For now, the business model works thanks to some key partnerships. California van rental company Zeeba is supplying the vehicles. Illinois-based Zebra Technologies and California-based Avery Dennison are supplying the merchandise tracking technology, which performs functions such as letting the Robomart know when it needs to restock at a warehouse hub.

The grocery category could appeal to shoppers who are picky about their produce or have had bad experiences with produce from grocery delivery services, said Marie Yeh, an associate professor of marketing at Loyola University Maryland’s Sellinger School of Business and Management. And it could help shoppers fill in with staples between more complete grocery shopping trips, she said.

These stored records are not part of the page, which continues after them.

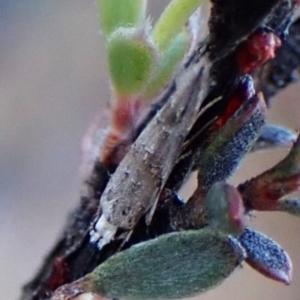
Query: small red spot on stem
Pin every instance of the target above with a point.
(256, 50)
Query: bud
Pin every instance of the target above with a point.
(225, 209)
(291, 206)
(131, 61)
(172, 21)
(120, 13)
(168, 63)
(272, 136)
(264, 191)
(266, 257)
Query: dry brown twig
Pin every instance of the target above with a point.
(207, 119)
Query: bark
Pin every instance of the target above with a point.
(168, 142)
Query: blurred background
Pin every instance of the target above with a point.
(52, 84)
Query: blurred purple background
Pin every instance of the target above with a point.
(53, 82)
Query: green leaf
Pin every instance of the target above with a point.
(131, 61)
(120, 13)
(172, 266)
(168, 63)
(172, 20)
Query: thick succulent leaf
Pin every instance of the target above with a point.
(172, 266)
(266, 256)
(231, 143)
(225, 208)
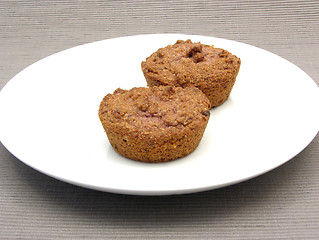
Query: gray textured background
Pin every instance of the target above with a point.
(282, 204)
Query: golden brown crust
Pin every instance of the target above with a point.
(155, 124)
(212, 70)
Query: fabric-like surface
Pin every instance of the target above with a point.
(282, 204)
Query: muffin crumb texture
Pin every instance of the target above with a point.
(212, 70)
(155, 124)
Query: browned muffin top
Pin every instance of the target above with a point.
(152, 110)
(187, 63)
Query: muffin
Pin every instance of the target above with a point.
(212, 70)
(155, 124)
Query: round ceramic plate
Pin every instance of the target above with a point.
(49, 118)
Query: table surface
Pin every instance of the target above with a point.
(281, 204)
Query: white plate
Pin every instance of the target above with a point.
(49, 118)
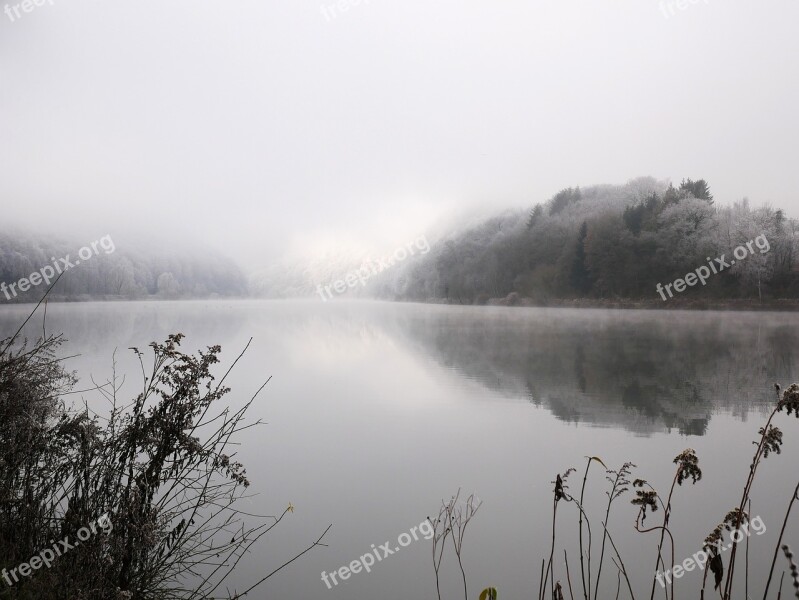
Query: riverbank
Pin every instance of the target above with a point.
(732, 304)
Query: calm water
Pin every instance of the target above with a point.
(378, 411)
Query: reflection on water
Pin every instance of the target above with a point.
(644, 371)
(641, 370)
(377, 411)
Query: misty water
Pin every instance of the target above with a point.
(377, 411)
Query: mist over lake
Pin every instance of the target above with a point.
(376, 411)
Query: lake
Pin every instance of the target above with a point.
(377, 411)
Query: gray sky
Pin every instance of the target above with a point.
(265, 126)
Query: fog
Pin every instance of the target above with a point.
(265, 128)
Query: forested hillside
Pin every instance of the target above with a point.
(113, 272)
(609, 242)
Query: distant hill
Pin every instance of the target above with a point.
(610, 242)
(105, 270)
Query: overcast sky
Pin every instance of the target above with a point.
(261, 126)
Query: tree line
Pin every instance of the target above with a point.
(607, 242)
(126, 273)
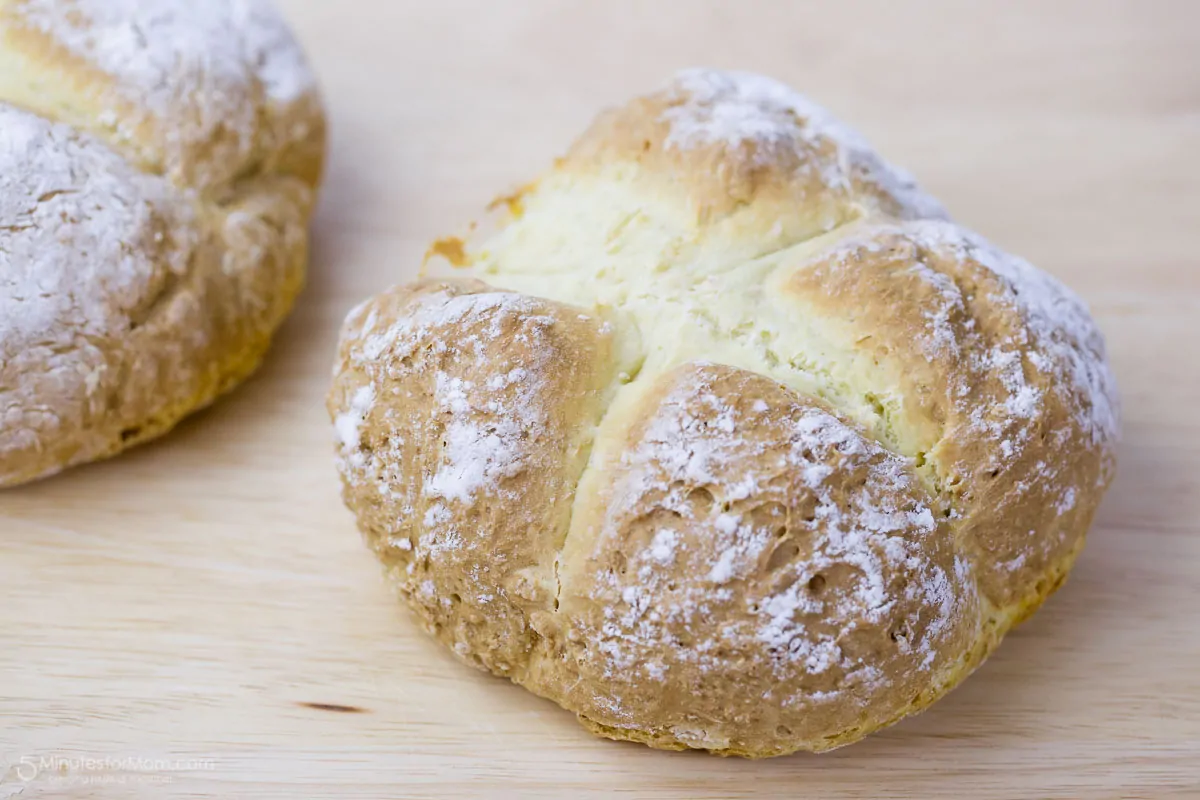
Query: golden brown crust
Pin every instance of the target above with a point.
(995, 403)
(465, 417)
(161, 160)
(844, 445)
(749, 537)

The contactless technology is likely to appeal to consumers even after the pandemic, a time when consumers have come to expect such options, she said.

“It’s a really interesting idea,” Yeh said. “I do think it’s innovative. It might meet a niche.”

Ahmed said he and his co-founder came up with the idea for Robomart more than a decade ago when they both worked at consumer goods company Unilever in Pakistan. But the technology for such a venture was not yet well enough developed.

Warschawski, who has been an angel investor for years, said Robomart appealed to him because it represents the type of game-changing idea W Ventures looks to support. The firm typically looks for startups that are either located in Baltimore or willing to move at least some operations to the city.

As with its investment in Robomart, W Ventures typically invests not only cash but also Warschawski communications services in exchange for equity.

In the Baltimore area, Robomart could help serve unmet grocery needs in “food deserts,” typically low-income areas that large grocers often overlook, Warschawski said. It also could be popular around the city’s many colleges, he believes.

Warschawski said he envisions Robomarts eventually will exist for numerous types of retail, such as hardware or apparel. The channel could be opened to retailers who could use it to distribute their own brands or merchandise, he said. One well-known grocer, which he declined to name, already has expressed interest.

“Retailers already have the infrastructure, inventory and personnel stocking goods,” who also could stock Robomart, Warschawski said. They can then reach customers in places where they have no stores.

“We see that this has legs and potential beyond the grocery and ready-to-eat,” Warschawski said.